This irrelevant information generated by the attention mechanism is referred to as attention noise in the literature. Imagine trying to find a key piece of information in a document, but the Transformer model's attention is scattered to various irrelevant places, much like a nearsighted person who cannot see the focal point clearly.
To address this issue, the paper proposes the Differential Transformer (DIFF Transformer). Although the name sounds sophisticated, the principle is actually quite simple, akin to noise-canceling headphones, which eliminate noise by differentiating between two signals.
The core of the Differential Transformer is the differential attention mechanism. It divides the query and key vectors into two groups, calculates two attention maps separately, and then subtracts these maps to obtain the final attention scores. This process is similar to using two cameras to shoot the same object, then overlaying the two photos, with the differences standing out.
Through this method, the Differential Transformer can effectively eliminate attention noise, allowing the model to focus more on key information. It's like putting on noise-canceling headphones, where the surrounding noise disappears, and you can hear the desired sound more clearly.
The paper conducted a series of experiments to demonstrate the superiority of the Differential Transformer. Firstly, it performs exceptionally well in language modeling, achieving similar results with only 65% of the model size or training data of the Transformer.
Secondly, the Differential Transformer excels in long-text modeling, effectively utilizing longer contextual information.
More importantly, the Differential Transformer shows significant advantages in key information retrieval, reducing model hallucinations, and contextual learning.
In key information retrieval, the Differential Transformer acts like a precise search engine, accurately finding the content you want in vast amounts of information, even in extremely complex scenarios, maintaining high accuracy.
In reducing model hallucinations, the Differential Transformer effectively prevents the model from "talking nonsense," generating more accurate and reliable text summaries and question-answering results.

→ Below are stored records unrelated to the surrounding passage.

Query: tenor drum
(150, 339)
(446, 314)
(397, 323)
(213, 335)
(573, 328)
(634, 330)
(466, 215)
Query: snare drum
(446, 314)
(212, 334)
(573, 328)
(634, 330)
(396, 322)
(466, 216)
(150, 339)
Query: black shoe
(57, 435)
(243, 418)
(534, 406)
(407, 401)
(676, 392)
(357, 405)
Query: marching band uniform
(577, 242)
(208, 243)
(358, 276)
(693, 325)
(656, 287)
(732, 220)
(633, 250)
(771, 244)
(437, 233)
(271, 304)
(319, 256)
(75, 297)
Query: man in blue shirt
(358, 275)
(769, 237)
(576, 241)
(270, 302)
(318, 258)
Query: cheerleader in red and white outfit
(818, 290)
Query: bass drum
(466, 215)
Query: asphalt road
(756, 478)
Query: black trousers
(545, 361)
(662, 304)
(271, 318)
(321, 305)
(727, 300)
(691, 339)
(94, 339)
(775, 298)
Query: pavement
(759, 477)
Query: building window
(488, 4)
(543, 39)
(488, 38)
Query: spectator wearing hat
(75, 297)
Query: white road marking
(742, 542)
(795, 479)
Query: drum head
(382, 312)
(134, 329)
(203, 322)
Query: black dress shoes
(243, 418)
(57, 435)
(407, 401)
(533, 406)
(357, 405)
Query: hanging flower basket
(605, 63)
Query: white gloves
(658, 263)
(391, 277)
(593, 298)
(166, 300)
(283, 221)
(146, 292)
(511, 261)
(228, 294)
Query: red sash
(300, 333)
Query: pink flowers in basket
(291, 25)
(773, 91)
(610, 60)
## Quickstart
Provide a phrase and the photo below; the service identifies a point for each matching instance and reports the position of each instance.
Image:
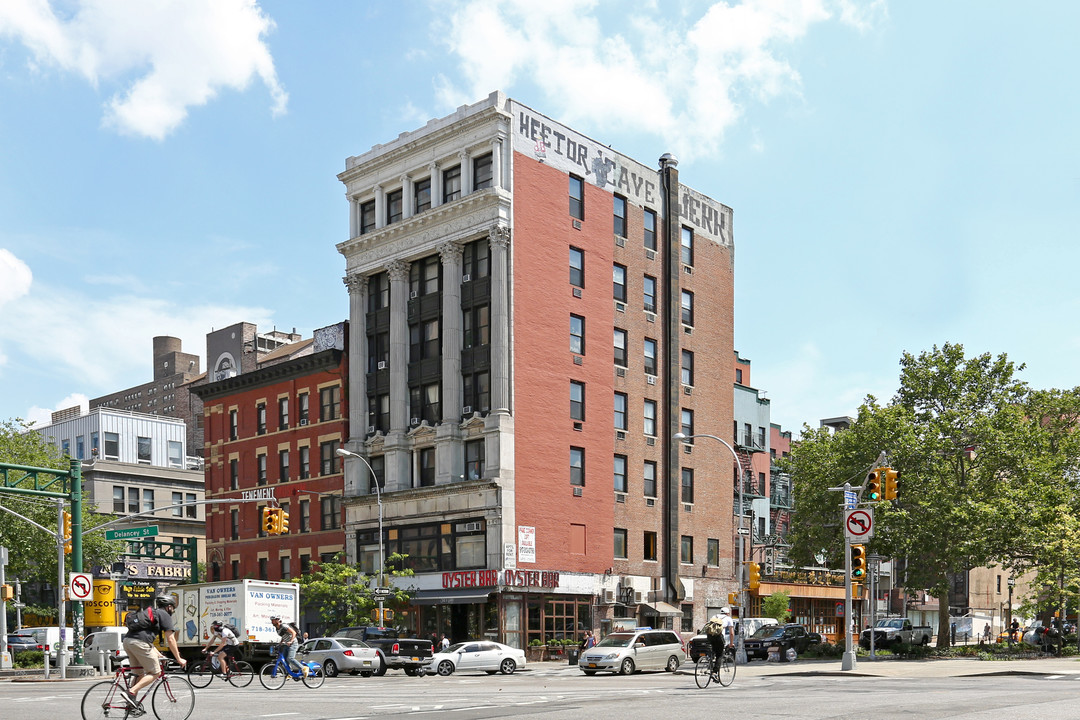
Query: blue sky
(903, 174)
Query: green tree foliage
(341, 594)
(31, 552)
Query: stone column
(499, 238)
(355, 474)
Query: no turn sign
(859, 525)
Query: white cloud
(180, 53)
(647, 67)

In contextual learning, the Differential Transformer is more like a top student, quickly learning new knowledge from a small number of samples, with learning outcomes that are more stable and less influenced by sample order compared to the Transformer.
Additionally, the Differential Transformer can effectively reduce outliers in model activation values, meaning it is more friendly for model quantization, allowing for lower-bit quantization and thereby improving model efficiency.
In summary, the Differential Transformer effectively solves the attention noise problem of the Transformer model through the differential attention mechanism and has achieved significant improvements in multiple aspects. It provides new insights for the development of large language models and will play an important role in more fields in the future.